Green Group operates a toxic coal ash dump in Uniontown, Ala., a small, mostly black community where half the residents live below the poverty line. The Arrowhead landfill draws coal ash — the sludge left by burning coal — from across the country. Opposition to the landfill gained strength after waste from the largest coal ash spill in U.S. history was dumped in Uniontown. In total, Arrowhead takes up to 15,000 tons of toxic waste from 33 other states every day.

Three years ago, members of a group called Black Belt Citizens Fighting for Health and Justice and other residents filed a civil rights complaint with the EPA against the Alabama Department of Environmental Protection (ADEM), the state agency that oversees the landfill. The complaint against ADEM says that dust from the dump gets into homes and on cars and causes serious health problems. Three years later, the agency is still investigating.

Black Belt Citizens operates a Facebook group where residents talk about the town’s toxic sites — the landfill, as well as the sewage overflow and massive cheese processing plant. The landfill sits on a former slave plantation, and borders a historic black cemetery.
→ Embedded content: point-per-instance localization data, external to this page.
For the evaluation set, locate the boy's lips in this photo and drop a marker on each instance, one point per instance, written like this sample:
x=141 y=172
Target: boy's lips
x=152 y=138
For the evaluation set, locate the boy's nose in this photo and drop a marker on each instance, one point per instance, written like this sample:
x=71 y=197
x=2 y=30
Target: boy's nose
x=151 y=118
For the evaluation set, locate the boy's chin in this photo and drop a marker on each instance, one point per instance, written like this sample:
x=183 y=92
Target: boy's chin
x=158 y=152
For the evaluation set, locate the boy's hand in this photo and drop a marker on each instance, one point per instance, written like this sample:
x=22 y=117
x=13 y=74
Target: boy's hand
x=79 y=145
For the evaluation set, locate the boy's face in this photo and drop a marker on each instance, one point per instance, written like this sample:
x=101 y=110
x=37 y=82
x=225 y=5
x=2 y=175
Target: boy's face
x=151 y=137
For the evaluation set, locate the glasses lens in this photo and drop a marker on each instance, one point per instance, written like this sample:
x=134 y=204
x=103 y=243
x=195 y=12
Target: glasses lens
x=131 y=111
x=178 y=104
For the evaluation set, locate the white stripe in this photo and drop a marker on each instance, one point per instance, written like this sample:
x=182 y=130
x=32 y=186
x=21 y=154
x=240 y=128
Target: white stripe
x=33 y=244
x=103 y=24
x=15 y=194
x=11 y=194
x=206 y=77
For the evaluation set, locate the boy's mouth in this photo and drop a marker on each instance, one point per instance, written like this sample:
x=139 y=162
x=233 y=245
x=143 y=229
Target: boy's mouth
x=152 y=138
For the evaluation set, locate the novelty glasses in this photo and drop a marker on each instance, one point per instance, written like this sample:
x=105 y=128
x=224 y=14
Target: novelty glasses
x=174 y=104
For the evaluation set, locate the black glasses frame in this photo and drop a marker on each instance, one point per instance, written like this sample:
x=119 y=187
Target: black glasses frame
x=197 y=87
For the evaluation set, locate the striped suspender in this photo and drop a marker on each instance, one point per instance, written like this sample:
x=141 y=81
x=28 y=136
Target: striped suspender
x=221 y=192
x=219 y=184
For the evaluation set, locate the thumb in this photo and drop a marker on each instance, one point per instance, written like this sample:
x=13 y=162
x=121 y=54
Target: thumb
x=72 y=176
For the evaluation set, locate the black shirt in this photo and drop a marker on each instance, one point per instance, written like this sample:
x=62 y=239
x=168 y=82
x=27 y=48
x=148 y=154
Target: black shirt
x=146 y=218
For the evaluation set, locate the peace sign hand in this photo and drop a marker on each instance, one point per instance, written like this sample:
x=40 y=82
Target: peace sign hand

After residents filed the civil-rights complaint, Green Group approached four members of Black Belt with a settlement offer. To avoid a lawsuit, Mary Schaeffer, Ellis Long, Benjamin Eaton, and Esther Calhoun needed to remove their names from the EPA complaint, retract all their statements about the landfill, then pin that retraction to the group’s Facebook page for two years. The agreement would have given Green Group the right to look through their phones and laptops for text messages and emails.

The four refused, and were slapped with a defamation suit for what they said online. They’re now represented by the ACLU.

“State officials would never have allowed the landfill to be here if we were a rich, white neighborhood,” said Esther Calhoun, president of Black Belt Citizens, in a statement from the ACLU. “They put it here because we’re a poor, Black community and they thought we wouldn’t fight back. But we are fighting back and we’re not afraid to make our voices heard.”

The legacy of racism and enslavement compound the environmental injustice that Uniontown faces today. Once a plantation, now a toxic landfill, where silence is expected and modest objection —  even simple Facebook posts — leads to ludicrous lawsuits.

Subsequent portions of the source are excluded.